First off, I think this is a really useful post that’s moved the discussion forward productively, and I agree with most of it.
I disagree with some of the current steering – but a necessary condition for changing direction is that people talk/care/focus more on steering, so I’m going to make the case for that first.
I agree with the basic claim that steering is relatively neglected and that we should do more of it, so I’m much more curious about what current steering you disagree with/think we should do differently.
My view is closer to: most steering interventions are obvious, but they’ve ended up being most people’s second priority, and we should mostly just do much more of various things that are currently only occasionally done, or have been proposed but not carried out.
Most of the specific things you’ve suggested in this post I agree with. But you didn’t mention any specific current steering you thought was mistaken.

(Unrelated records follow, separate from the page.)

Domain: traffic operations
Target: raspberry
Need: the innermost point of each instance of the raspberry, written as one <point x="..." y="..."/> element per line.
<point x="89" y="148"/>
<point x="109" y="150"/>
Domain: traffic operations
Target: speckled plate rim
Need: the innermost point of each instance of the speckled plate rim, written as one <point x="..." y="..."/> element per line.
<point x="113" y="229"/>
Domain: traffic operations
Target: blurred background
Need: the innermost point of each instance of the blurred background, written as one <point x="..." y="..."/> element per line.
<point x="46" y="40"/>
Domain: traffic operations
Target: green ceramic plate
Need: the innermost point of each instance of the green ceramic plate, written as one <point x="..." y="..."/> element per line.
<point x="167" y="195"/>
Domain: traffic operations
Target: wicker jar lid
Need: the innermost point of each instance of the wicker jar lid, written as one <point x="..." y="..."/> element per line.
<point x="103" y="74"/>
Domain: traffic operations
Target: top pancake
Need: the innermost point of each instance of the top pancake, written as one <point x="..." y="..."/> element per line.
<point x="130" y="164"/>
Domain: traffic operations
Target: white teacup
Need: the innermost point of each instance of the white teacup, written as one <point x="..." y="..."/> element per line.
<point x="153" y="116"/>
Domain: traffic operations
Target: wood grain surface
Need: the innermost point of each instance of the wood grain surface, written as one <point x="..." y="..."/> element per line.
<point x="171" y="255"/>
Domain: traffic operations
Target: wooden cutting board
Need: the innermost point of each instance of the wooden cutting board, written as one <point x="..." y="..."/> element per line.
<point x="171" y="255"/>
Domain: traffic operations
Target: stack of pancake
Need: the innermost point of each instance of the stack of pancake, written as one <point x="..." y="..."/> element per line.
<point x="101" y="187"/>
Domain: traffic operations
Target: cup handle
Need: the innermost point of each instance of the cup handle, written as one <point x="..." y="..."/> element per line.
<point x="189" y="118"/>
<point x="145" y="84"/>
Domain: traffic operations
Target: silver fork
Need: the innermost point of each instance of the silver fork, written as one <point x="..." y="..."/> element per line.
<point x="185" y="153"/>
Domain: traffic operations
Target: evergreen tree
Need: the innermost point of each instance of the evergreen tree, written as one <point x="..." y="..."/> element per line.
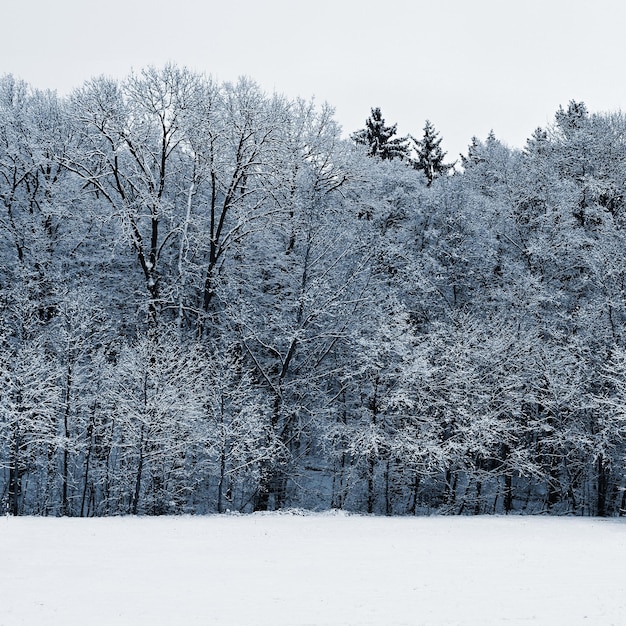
<point x="429" y="155"/>
<point x="380" y="138"/>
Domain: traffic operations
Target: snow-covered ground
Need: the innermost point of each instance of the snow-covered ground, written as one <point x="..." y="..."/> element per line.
<point x="318" y="570"/>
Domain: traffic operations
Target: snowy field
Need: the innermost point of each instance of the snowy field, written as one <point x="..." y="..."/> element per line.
<point x="318" y="570"/>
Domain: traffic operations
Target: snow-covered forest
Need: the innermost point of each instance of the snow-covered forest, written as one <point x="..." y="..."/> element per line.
<point x="211" y="301"/>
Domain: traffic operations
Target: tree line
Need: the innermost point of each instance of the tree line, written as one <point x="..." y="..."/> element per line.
<point x="210" y="301"/>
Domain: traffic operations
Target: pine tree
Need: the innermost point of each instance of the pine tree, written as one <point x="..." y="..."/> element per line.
<point x="380" y="138"/>
<point x="429" y="155"/>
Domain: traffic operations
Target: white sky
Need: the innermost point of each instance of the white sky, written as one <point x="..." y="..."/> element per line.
<point x="467" y="65"/>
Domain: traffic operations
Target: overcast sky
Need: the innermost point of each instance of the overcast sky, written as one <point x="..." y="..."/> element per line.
<point x="467" y="65"/>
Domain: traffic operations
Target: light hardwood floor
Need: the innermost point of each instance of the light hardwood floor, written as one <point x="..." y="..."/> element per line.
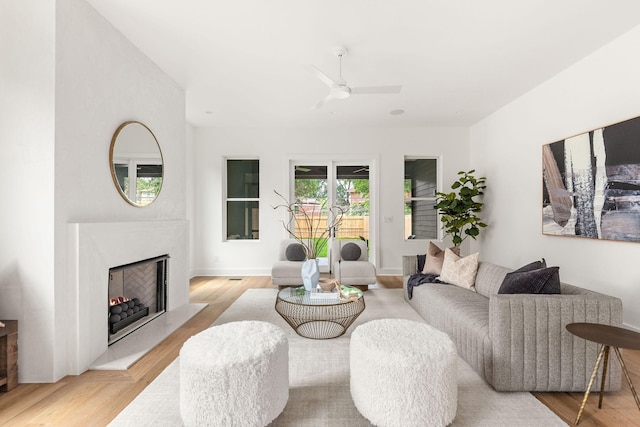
<point x="96" y="397"/>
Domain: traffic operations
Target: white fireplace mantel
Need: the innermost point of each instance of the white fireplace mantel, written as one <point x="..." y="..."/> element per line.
<point x="96" y="247"/>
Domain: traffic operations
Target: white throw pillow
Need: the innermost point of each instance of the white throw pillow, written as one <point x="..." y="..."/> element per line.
<point x="459" y="271"/>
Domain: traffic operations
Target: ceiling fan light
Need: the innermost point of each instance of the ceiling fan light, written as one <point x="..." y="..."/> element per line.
<point x="341" y="92"/>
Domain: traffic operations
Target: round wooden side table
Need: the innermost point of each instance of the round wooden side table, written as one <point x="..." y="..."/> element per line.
<point x="608" y="336"/>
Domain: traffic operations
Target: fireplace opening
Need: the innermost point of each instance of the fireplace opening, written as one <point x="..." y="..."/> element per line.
<point x="137" y="295"/>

The way I naturally think of steering is in terms of making more sophisticated decisions: EA should be better at dealing with moral and empirical uncertainty in a rigorous and principled way. Here are some things that come to mind:
Talking more about moral uncertainty: I’d like to see more discussion of something like Ajeya’s concrete explicit world-view diversification framework, where you make sure you don’t go all-in and take actions that one worldview you’re considering would label catastrophic, even if you’re really confident in your preferred worldview—e.g. strong longtermism vs neartermism. I think taking this framework seriously would address a lot of the concerns people have with strong longtermism. From this perspective it’s natural to say that there’s a longtermist case for extinction risk mitigation based on total utilitarian potential and also a neartermist one based on a basket of moral views, and then we can say there’s clear and obvious interventions we can all get behind on either basis, along with speculative interventions that depend on your confidence in longtermism. Also, if we use a moral/‘worldview’ uncertainty framework, the justification for doing more research into how to prioritise different worldviews is easier to understand.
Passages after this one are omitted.